A precise cancer imaging diagnosis annotation demands the seasoned intuition of a senior oncologist; an accurate financial market sentiment analysis relies on the real-world experience of Wall Street traders. This inherent scarcity and irreplaceability give data labeling a moat far deeper than anything compute power could ever achieve.
On June 10, Meta officially announced its $14.8 billion acquisition of a 49% stake in Scale AI, marking the largest single investment in the AI sector this year. More notably, Alexandr Wang, founder and CEO of Scale AI, will also lead Meta’s newly established “Super Intelligence” research lab.
This 25-year-old Chinese-American entrepreneur dropped out of Stanford when he founded Scale AI in 2016. Today, his company is valued at $30 billion. Scale AI’s client list reads like an AI all-star roster: OpenAI, Tesla, Microsoft, and even the U.S. Department of Defense are long-term partners. The company specializes in providing high-quality data labeling for AI model training and employs over 300,000 professionally trained annotators.
You see, while everyone argues over whose model scores higher, the real players have already quietly shifted the battlefield to the source of data.
An invisible war for control over the future of AI has already begun.
Scale AI’s success reveals a neglected truth: compute is no longer scarce, model architectures are becoming homogeneous—the real determinant of AI’s intelligence ceiling is meticulously “trained” data. What Meta paid billions for isn’t just an outsourcing firm, but the oil-drilling rights of the AI era.
Yet every monopoly story has its rebel.
Just as decentralized compute platforms aim to disrupt centralized cloud services, Sahara AI seeks to use blockchain to completely rewrite the rules of value distribution in data labeling. The fatal flaw of traditional data labeling isn’t technical—it’s incentive design.
A doctor spends hours annotating medical images and might receive only a few dozen dollars in compensation, while AI models trained on that very data go on to generate billions. The doctor sees none of that value. This extreme inequity severely dampens the willingness to supply high-quality data.

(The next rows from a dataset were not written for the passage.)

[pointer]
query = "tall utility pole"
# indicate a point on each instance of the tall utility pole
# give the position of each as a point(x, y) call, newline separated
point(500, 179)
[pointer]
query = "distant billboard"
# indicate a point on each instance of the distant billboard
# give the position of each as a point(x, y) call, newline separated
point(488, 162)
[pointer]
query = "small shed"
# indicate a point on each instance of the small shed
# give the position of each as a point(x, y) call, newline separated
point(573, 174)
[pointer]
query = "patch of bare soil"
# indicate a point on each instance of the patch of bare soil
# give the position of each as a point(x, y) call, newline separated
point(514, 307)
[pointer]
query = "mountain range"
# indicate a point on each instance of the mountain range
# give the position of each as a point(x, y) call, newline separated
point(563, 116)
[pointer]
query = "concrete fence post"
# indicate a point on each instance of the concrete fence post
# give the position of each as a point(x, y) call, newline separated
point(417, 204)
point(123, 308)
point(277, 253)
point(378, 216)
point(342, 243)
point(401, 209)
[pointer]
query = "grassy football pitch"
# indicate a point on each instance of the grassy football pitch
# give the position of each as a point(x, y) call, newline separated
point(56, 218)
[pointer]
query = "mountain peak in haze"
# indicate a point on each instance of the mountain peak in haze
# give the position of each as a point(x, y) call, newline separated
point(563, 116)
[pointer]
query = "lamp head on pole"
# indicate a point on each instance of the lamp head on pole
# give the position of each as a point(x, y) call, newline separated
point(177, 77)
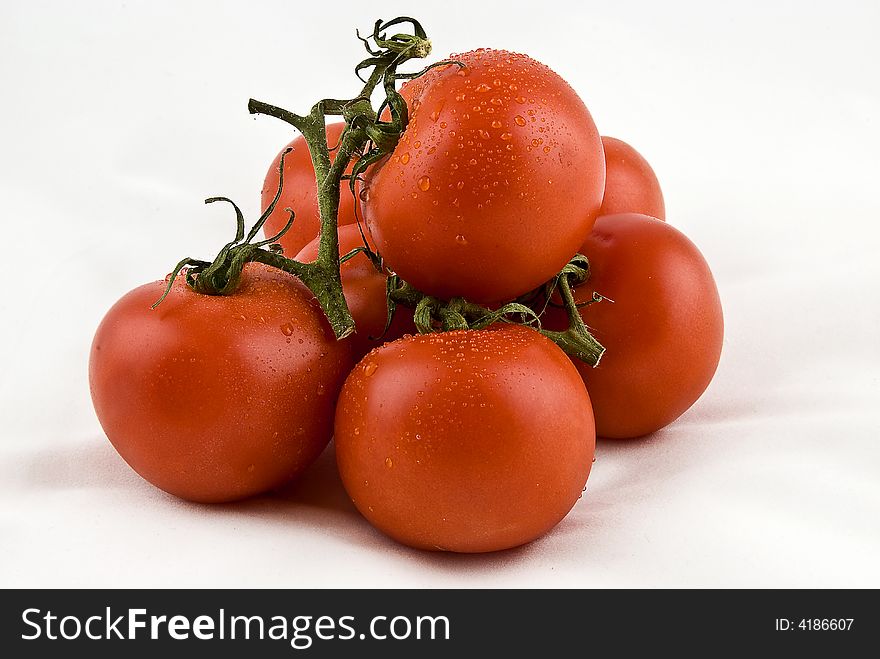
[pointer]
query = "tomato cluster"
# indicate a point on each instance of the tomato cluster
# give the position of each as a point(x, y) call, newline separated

But with Web3 token incentives, these contributors are no longer cheap data “laborers,” but genuine “shareholders” in the AI LLM network. Clearly, Web3’s strength in transforming production relationships applies more effectively to data labeling than to compute.
Interestingly, Sahara AI’s TGE coincides precisely with Meta’s blockbuster acquisition—is it coincidence or strategic timing? In my view, it reflects a market inflection point: whether Web3 AI or Web2 AI, both have reached a crossroads where competition is shifting from “compute” to “data quality.”
As traditional giants build data fortresses with cash, Web3 is leveraging Tokenomics to launch a much larger experiment in “data democratization.”